Social Responsibility for India’s Burgeoning Economy


Kanika Sood, 26 years old, grew up in a small town deep in India’s Himalayas. Her father runs a family store, and her mother is a housewife. Sood says she was taught that the proper role for young women was to get married early and find a nice job. Sood ignored that message. By 18, she had moved to New Delhi to attend Pearl Academy. This was where she developed interests in making handicrafts and pashmina shawls. It’s also where she noticed that artists rarely received fair prices at local markets.

The impulse for many young, college-educated Indians is to get an office job at one of the new companies setting up shop across the country. Sood took a different route. She opened a bank account—with hardly any money—and studied YouTube for guidance on how to build a free website.

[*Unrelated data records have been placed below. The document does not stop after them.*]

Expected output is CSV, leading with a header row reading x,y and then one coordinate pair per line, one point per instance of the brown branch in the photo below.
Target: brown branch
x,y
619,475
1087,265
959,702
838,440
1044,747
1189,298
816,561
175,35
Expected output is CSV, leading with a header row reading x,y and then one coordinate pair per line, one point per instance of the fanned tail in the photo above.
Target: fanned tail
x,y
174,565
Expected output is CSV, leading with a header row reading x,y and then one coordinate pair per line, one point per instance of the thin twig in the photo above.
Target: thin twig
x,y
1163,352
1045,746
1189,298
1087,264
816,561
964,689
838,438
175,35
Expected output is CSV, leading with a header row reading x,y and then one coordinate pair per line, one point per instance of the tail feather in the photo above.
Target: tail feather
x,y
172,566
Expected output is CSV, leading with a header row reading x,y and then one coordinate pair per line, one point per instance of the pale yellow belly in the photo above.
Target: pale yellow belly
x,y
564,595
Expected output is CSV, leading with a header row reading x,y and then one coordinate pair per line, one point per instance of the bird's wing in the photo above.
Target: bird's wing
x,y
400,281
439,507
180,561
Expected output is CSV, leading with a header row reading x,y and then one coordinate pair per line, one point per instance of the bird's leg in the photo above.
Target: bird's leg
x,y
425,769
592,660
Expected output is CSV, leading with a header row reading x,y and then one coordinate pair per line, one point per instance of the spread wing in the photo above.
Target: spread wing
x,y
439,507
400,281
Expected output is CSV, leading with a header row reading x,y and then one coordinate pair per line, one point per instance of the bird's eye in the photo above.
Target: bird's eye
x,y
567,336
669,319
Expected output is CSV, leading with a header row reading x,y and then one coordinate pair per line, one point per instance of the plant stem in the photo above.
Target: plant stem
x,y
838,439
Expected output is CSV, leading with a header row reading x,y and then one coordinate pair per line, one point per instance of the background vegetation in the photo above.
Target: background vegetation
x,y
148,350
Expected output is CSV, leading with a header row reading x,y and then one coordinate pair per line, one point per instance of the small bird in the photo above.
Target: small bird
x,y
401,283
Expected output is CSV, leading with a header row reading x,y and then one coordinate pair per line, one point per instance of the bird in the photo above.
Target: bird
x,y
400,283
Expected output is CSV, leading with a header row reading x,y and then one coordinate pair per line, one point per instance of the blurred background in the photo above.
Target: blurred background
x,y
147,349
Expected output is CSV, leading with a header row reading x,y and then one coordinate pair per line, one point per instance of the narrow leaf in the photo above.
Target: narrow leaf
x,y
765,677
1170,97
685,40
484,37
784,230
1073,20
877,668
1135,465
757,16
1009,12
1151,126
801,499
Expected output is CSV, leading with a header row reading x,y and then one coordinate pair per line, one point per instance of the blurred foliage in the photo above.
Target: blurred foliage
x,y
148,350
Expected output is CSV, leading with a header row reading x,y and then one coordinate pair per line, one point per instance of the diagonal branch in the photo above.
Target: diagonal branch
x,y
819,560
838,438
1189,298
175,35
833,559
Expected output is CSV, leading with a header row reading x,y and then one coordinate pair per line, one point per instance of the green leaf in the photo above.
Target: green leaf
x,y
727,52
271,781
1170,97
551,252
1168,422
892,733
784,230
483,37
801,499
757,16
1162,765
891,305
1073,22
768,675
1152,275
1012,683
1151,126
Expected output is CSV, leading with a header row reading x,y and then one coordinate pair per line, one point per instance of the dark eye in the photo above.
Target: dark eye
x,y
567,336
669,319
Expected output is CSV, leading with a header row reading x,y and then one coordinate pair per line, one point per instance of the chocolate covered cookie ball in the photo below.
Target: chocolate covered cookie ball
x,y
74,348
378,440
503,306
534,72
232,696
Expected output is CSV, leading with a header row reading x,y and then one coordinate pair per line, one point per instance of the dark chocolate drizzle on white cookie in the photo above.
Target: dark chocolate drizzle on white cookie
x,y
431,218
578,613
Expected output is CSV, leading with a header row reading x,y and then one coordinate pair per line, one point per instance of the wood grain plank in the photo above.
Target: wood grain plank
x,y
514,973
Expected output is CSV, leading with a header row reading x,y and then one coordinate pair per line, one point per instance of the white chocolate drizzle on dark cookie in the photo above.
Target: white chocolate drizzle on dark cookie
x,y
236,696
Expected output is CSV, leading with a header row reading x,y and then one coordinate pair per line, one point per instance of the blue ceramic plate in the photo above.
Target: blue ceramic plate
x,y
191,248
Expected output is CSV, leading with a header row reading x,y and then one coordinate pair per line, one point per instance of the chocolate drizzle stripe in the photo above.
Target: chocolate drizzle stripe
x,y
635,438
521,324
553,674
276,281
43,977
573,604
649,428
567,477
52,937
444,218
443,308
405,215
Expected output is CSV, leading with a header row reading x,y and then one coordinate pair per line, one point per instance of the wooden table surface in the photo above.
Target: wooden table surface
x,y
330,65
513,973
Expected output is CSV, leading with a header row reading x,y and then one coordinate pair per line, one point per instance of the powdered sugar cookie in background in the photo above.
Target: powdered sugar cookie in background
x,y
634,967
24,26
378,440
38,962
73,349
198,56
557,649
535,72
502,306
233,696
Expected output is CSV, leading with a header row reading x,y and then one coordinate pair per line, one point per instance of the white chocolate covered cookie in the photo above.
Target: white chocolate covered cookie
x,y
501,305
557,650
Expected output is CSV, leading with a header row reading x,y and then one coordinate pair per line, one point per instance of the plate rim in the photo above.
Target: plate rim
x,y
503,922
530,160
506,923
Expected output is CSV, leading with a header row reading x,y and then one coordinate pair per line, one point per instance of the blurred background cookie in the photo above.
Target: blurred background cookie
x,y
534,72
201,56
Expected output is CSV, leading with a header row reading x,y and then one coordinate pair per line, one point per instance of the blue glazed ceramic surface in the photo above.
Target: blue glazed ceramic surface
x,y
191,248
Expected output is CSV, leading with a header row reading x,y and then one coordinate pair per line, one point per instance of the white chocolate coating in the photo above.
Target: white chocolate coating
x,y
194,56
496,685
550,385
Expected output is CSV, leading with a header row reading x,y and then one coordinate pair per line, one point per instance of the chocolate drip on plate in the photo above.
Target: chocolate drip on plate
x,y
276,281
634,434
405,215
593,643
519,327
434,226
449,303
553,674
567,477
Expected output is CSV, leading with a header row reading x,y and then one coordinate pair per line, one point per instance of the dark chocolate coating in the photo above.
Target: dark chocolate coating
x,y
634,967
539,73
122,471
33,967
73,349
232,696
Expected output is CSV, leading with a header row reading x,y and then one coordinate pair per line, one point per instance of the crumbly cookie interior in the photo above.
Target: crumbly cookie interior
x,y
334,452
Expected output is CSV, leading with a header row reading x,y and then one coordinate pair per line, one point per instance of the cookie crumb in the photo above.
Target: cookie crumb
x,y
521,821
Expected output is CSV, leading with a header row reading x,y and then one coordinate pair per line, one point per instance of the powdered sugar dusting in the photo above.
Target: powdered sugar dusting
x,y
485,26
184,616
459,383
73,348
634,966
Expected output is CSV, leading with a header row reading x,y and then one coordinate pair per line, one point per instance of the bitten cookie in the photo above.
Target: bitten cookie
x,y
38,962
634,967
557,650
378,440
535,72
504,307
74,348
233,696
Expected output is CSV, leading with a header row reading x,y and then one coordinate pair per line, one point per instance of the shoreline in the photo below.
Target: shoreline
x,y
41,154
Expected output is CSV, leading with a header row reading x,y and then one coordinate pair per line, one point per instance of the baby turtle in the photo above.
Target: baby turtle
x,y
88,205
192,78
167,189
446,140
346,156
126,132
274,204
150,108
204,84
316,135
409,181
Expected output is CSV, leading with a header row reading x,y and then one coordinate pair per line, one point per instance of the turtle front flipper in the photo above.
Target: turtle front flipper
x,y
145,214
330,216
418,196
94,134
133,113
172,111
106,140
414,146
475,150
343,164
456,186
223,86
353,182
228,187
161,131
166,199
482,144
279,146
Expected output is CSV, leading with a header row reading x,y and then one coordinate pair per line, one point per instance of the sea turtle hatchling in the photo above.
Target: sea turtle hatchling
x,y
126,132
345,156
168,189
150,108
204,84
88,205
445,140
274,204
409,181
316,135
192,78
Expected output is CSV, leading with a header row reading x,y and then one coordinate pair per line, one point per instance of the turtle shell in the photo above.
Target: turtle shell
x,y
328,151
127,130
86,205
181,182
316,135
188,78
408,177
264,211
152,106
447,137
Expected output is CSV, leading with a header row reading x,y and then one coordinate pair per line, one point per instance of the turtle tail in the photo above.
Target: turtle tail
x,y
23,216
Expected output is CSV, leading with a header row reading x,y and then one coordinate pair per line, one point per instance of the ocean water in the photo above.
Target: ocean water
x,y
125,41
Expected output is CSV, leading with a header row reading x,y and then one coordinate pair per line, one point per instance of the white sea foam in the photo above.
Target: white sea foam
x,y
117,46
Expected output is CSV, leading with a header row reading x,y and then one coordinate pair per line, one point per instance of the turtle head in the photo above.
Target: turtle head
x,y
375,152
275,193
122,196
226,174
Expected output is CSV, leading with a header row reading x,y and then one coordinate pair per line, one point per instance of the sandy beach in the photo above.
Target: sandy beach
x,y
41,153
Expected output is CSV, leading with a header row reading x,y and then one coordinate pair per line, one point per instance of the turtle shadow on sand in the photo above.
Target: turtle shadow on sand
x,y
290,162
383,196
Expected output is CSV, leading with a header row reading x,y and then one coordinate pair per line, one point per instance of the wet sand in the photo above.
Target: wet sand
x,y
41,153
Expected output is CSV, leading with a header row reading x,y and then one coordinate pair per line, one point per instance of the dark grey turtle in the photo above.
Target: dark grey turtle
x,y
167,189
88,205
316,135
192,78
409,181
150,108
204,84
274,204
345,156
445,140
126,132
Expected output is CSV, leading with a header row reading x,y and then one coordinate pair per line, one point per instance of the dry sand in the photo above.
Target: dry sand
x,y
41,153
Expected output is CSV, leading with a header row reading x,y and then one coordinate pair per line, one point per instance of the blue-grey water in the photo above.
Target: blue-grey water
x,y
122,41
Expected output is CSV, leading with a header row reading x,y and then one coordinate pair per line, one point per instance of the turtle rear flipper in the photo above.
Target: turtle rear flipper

She launched the NIEV Foundation (Needful Initiatives for Environment), which provides venues for rural Indian residents—particularly women—to sell handicrafts at fair prices. NIEV also promotes organic farming and ecotourism, and so far has reached nearly 150 Himalayan villages. Sood set a goal to have one client within six months. But within six days, she’d been hired to travel to 40 schools to distribute notebooks and other supplies. She began conducting workshops on social responsibility. Soon, she was advising multinational companies like Pepsi on social responsibility initiatives across India. One of Sood’s initiatives is to create “NIEV environment clubs” at schools across India, potentially reaching 3 million students. Sood recently delivered a powerful TEDx talk on sustainable development.

Sood is on the frontlines of several key shifts. In a 2012 Gallup poll, nearly half of the 5,000 Indian adults surveyed said the government was a significant barrier to launching a business. Nevertheless, there are signs of progress: India’s president has declared this the “decade of innovation,” and proposed a $1 billion innovation fund to create solutions for the country’s food, energy and water security challenges. Sood has become an evangelist for social entrepreneurship. “I want to make a profit by doing good,” she says.

Kanika Sood is giving a powerful voice to a rising generation of Indians. She is also showing us all that it’s possible to make money while doing good for society.